Studying small, serving large
Armed with a resume that included impressive undergraduate science research, Kathy Hoogeboom-Pot ’08 chose not to attend graduate school immediately.
Instead, she and her husband Justin Pot ’07 headed to Louisiana and Texas for a year to do hurricane-damage reconstruction and assessment for World Renew, a development non-profit connected to the Christian Reformed Church in North America. The two had met prior to attending Calvin on a service-learning project.
“I enjoy building things and directly helping people,” she said. “It was also different being on a disaster relief team with people much older than me.
“There were interesting cultural differences. I was used to building, while my husband was not—but he had a go at the construction site as well,” she added.
After a year serving, Hoogeboom-Pot chose the University of Colorado at Boulder (CU) for her PhD work and joined a research group there.
“My research experience at Calvin made this possible,” she said. “At a large university you don’t usually get significant research experience as an undergraduate.

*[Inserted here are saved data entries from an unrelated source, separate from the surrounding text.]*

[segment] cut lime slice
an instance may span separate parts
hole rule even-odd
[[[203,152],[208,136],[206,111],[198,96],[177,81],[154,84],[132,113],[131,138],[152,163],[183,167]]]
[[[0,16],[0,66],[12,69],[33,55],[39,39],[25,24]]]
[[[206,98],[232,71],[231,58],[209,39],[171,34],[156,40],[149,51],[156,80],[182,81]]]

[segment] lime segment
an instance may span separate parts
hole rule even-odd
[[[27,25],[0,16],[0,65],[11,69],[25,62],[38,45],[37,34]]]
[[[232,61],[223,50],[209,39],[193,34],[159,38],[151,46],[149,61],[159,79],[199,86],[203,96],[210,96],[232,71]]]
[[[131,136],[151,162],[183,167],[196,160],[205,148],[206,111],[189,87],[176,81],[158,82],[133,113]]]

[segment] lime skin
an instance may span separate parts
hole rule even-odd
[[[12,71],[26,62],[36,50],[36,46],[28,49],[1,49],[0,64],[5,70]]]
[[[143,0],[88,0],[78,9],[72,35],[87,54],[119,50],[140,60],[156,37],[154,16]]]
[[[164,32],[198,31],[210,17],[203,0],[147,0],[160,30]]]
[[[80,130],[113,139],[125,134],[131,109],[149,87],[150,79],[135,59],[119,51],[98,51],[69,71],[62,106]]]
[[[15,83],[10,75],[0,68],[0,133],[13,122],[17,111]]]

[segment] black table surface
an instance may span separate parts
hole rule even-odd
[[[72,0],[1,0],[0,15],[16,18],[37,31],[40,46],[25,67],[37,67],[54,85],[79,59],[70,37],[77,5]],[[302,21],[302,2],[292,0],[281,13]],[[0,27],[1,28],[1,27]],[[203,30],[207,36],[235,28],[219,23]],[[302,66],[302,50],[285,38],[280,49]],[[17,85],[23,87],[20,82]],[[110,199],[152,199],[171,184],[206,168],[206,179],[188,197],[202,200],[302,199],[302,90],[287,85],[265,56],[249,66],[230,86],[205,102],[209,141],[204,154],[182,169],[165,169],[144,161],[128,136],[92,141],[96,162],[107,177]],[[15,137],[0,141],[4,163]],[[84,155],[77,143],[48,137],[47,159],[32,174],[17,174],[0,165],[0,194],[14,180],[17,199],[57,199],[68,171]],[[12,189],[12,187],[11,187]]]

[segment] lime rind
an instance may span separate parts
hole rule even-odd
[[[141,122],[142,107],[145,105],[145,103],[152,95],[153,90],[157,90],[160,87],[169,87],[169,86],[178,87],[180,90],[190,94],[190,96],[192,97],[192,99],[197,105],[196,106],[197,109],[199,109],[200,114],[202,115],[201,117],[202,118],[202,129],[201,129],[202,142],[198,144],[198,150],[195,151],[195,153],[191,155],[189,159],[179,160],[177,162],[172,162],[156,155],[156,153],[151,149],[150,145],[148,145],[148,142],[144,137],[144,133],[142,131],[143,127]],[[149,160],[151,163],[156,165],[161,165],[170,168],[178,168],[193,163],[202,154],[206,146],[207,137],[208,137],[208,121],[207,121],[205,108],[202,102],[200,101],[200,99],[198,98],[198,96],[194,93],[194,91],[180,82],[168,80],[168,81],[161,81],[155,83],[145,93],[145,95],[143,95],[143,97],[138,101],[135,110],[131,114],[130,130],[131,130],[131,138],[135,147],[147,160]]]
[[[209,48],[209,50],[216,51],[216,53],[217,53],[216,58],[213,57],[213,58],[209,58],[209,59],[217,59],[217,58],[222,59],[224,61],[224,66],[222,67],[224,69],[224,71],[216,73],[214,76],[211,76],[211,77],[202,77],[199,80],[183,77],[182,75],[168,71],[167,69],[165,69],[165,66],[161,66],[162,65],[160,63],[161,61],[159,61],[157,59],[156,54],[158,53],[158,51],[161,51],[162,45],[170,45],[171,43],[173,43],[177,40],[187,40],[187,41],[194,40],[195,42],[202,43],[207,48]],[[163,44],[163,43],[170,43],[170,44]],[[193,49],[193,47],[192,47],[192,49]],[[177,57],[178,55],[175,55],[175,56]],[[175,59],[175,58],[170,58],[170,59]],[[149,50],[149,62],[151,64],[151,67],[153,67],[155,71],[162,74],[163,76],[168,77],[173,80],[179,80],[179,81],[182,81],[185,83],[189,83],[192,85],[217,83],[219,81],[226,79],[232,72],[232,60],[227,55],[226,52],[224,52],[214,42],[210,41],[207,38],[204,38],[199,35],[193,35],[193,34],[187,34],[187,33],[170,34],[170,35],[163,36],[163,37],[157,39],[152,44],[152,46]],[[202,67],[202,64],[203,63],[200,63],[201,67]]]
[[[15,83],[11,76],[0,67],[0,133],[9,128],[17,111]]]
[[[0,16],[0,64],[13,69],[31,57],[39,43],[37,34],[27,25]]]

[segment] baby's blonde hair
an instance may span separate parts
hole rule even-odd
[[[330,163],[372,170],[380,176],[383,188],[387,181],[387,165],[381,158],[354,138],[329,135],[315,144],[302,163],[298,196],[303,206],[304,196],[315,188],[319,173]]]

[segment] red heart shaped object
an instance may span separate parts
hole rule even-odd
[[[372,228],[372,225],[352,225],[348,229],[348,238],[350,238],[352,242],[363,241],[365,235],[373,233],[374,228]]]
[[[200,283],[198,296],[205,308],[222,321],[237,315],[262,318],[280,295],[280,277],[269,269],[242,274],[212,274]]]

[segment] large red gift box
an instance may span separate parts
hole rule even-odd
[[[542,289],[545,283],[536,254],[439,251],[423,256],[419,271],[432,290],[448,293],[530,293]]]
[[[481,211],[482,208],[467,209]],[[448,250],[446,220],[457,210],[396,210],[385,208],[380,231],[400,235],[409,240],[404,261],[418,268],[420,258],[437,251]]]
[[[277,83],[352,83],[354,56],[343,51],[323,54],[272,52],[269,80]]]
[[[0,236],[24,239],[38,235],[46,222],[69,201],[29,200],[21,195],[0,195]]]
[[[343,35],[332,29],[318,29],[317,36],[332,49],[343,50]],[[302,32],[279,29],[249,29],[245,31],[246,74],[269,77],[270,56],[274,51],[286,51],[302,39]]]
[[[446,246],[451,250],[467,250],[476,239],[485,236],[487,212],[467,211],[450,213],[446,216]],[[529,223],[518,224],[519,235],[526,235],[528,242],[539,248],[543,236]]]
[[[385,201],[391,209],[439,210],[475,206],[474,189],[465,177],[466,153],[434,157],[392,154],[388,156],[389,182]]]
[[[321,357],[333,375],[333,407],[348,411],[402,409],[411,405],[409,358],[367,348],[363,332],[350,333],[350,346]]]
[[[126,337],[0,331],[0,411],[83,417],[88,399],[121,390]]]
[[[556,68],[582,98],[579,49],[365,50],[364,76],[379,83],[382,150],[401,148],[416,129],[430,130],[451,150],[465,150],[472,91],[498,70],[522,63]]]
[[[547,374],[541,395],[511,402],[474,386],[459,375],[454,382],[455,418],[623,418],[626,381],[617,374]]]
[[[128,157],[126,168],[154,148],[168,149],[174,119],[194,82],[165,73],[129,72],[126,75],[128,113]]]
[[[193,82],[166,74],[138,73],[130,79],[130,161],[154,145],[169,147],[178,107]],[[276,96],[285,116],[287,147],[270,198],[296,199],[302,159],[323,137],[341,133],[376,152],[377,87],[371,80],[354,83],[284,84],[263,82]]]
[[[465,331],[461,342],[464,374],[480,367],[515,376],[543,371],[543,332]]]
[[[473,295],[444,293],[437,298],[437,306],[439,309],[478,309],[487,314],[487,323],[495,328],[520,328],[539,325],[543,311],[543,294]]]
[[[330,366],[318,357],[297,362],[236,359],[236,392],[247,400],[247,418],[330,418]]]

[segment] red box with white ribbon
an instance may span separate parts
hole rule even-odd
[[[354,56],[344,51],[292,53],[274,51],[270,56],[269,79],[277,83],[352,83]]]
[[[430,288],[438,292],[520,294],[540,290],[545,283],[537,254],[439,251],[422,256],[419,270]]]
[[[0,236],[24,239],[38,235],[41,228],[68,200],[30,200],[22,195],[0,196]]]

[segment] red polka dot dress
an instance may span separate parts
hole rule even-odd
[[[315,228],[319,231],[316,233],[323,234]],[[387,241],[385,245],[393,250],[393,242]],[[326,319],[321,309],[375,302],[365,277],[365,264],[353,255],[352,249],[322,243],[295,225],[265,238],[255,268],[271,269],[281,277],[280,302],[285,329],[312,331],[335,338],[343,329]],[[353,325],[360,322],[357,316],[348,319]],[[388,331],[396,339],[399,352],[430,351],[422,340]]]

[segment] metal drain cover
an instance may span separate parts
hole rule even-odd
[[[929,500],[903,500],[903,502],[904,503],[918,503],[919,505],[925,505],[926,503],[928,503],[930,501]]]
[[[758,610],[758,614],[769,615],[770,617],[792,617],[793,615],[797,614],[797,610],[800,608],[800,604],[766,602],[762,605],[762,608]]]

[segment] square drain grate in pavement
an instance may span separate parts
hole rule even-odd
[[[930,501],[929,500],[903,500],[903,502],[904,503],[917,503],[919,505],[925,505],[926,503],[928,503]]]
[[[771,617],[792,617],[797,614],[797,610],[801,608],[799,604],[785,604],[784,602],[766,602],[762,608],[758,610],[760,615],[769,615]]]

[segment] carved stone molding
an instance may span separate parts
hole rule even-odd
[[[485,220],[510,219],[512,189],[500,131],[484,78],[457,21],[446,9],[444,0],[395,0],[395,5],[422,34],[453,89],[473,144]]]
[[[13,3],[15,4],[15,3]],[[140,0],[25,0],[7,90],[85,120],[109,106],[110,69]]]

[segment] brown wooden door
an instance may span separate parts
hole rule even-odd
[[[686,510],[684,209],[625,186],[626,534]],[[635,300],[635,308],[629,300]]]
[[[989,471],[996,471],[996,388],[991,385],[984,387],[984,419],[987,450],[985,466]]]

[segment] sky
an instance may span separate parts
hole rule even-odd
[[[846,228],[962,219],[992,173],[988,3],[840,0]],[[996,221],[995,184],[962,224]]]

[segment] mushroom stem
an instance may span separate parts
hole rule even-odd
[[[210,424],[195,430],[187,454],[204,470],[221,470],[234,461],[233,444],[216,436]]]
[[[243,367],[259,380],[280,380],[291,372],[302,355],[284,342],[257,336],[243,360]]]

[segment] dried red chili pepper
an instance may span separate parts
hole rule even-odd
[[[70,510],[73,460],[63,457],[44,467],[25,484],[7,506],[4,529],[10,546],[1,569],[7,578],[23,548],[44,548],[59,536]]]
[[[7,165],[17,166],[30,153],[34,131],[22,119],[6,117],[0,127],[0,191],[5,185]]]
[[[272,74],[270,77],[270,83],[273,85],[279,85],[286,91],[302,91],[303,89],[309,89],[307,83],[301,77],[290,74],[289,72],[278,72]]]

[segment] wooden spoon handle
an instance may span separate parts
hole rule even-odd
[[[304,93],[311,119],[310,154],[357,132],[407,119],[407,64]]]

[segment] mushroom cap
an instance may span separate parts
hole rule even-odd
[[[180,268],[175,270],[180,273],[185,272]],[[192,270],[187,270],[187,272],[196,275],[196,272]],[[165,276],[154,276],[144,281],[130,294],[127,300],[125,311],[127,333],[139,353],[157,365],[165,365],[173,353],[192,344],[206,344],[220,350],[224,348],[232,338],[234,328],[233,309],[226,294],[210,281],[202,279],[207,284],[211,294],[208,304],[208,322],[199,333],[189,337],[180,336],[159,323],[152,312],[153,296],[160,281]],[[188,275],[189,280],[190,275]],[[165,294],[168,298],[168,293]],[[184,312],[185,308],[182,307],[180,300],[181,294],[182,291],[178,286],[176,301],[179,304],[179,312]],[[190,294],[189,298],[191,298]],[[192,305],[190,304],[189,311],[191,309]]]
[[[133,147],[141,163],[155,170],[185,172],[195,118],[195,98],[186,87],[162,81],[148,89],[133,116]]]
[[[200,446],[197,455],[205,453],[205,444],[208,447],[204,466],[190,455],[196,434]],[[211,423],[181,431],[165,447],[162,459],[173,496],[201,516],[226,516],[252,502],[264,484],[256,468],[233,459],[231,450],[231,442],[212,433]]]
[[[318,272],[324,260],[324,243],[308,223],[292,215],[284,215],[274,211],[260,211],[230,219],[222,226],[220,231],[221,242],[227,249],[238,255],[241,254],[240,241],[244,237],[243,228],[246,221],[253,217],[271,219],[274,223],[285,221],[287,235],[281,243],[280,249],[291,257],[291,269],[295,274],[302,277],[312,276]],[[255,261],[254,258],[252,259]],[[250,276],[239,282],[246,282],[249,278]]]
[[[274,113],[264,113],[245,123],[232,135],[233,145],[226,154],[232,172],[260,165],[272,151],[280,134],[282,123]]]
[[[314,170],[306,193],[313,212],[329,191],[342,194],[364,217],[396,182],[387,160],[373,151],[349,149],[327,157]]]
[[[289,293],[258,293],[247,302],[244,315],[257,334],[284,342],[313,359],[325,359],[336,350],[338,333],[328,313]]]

You do at Calvin.”
Hoogeboom-Pot was initially fascinated by the research she was doing with Calvin professor Larry Molnar. She observed the rotation periods of asteroids, mapping patterns and characteristics.
“I found that doing research in front of a computer is not for me,” she said, “so I moved into hands-on experiments involving lasers. We slowed down krypton atoms and then observed them as they absorbed laser light.”
That work was done with Calvin physics professor Matt Walhout.
At Calvin, she grew to enjoy research work done with lasers. At CU, she’s directed that interest and skill into the study of small things—or “nanoscale knowledge.”
“My work delves into the question, ‘Why do very small systems behave differently than larger ones?’”
Hoogeboom-Pot won an award from the National Science Foundation for a video she produced titled “Nanoscale knowledge: How small is different.”
She plans to receive her PhD in physics in May 2015. She is not sure of the next move yet, but she said she “wants to keep doing research that leads to new knowledge.” Her expertise may lead to industrial research or laboratory efforts. She is already collaborating with semiconductor companies.
“I like to see how things work,” she said.
For Hoogeboom-Pot, the intersection of faith and science has been a seamless endeavor.
“I see what I do as studying more of creation, and it has been strengthening to my faith,” she said. “When I understand something better, I am understanding how God did it—the inner working of his design.”
Living in the Boulder area has given Kathy and Justin another avenue to serve, especially after the devastating floods of September 2013.
“The course of an entire watershed was changed,” she said.
Kathy and Justin are members of St. Andrew Presbyterian Church, where Kathy also coordinated housing for relief volunteers.
Justin is the managing editor of , a site that covers tech-related topics.
“There seems to be a lot of opportunity for us,” she said. “But we want to do the right thing, not just some thing.”